21 de julio de 2008
A un año de entrada en vigencia del Impuesto a la Renta de las Personas Físicas (IRPF) han renacido sus críticos y han resurgido pedidos de modificaciones en la forma de cálculo, pedidos que, aparentemente, el Poder Ejecutivo estaría dispuesto a atender.
La imposición del IRPF se sustentó en dos argumentos. El primero: su supuesto efecto positivo sobre la distribución del ingreso. Un impuesto progresional a los ingresos grava proporcionalmente más a quienes mayores ingresos perciben, haciéndolos contribuir en mayor medida al financiamiento de los gastos del Estado.
El segundo: balancear mejor la composición de los ingresos del fisco, que históricamente recaían básicamente en impuestos indirectos (IVA, Cofis e Imesi). De acuerdo a esta línea de razonamiento, ante una situación de enlentecimiento de la economía, la recaudación de impuestos indirectos tiende a caer abruptamente, mientras que la de los impuestos directos no se ve afectada en la misma medida. Por eso, se decía, siempre que había problemas el gobierno tenía que recurrir a la reducción de gastos, y de inversiones en especial.

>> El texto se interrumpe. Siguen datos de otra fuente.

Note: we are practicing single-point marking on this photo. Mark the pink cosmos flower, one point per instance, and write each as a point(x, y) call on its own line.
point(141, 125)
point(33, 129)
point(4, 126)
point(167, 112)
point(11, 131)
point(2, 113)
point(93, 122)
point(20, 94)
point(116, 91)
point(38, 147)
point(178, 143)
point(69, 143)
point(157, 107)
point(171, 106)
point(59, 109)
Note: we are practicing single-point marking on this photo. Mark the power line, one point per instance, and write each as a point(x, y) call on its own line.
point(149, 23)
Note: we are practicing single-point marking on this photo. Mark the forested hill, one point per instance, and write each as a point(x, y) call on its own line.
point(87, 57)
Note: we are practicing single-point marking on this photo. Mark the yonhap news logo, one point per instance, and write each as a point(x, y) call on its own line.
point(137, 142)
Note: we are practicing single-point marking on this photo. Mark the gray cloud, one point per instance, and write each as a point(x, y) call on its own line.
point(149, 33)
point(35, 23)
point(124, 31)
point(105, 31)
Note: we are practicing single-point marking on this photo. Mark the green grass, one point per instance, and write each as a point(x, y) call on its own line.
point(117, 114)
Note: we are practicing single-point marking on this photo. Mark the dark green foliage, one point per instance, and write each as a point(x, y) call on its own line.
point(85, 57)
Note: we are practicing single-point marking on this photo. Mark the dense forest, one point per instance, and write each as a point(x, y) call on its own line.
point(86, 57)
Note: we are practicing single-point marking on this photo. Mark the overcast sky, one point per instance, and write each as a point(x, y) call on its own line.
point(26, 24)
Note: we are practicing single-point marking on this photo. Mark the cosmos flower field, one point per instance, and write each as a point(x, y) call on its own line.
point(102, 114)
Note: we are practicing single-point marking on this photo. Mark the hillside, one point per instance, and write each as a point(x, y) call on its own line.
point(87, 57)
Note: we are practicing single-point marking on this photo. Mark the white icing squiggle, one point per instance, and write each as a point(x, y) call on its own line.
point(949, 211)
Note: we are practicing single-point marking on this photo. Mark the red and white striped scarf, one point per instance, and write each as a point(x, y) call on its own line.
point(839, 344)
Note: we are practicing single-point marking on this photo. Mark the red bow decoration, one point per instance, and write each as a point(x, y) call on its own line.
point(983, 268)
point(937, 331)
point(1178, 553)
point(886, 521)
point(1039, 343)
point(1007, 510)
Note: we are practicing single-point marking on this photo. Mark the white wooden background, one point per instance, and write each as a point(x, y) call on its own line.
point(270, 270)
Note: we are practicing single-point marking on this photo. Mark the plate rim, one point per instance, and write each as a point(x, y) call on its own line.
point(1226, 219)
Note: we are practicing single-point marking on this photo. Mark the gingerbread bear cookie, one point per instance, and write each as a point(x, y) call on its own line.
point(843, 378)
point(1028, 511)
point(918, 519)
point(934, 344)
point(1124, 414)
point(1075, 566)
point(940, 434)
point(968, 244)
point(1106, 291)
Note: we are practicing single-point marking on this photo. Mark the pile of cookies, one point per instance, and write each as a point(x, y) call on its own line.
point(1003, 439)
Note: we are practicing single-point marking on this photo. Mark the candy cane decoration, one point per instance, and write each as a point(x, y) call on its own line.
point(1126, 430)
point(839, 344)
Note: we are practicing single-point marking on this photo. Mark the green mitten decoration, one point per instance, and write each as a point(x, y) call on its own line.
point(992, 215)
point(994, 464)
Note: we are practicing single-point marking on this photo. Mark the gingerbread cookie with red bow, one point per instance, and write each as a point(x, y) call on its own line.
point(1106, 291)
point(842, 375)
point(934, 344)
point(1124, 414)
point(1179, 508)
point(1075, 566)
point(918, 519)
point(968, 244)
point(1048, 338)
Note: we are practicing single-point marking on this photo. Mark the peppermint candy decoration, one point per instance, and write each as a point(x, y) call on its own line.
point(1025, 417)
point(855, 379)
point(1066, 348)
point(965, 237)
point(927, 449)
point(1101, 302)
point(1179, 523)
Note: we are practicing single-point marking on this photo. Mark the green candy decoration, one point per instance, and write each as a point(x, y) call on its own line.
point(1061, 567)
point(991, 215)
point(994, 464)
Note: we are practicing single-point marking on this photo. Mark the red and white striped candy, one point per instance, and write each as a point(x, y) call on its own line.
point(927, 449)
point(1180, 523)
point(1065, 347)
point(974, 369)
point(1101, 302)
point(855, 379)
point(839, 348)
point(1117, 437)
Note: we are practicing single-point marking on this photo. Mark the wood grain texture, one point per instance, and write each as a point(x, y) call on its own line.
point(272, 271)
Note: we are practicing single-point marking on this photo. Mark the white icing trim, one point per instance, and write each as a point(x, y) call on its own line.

El primer argumento está sumamente controvertido en la literatura económica. Por un lado, por el desestímulo al trabajo que produce un impuesto a tasas progresionales y, por otro, porque, si bien un impuesto de esa naturaleza hace que los mayores aportantes sean los de mayores ingresos, nada garantiza que tales ingresos se gasten también en forma “progresiva”, es decir, a favor de los más pobres.
Pero los retoques al IRPF que se analizan ahora minan sobre todo el segundo argumento, mucho más sólido desde el punto de vista teórico. Previo a la reforma tributaria, los impuestos indirectos (incluyendo los aranceles de importación) representaban el 64,5% de los ingresos del gobierno central, mientras que los impuestos directos (incluyendo los aportes al BPS) eran apenas el 35,5%. Luego de la reforma, las proporciones cambiaron a 60,5% para los impuestos indirectos y 39,5% para los directos.
No fue un cambio abrupto, pero fue algo. En la Unión Europea los impuestos directos alcanzan el 61,6% del total, con máximos de 72,2% en Noruega y mínimos de 47,1% en Bulgaria. Si hay espacio para bajar impuestos, hay algunos más dañinos que el IRPF, como el Imesi a los combustibles o el Impuesto al Patrimonio.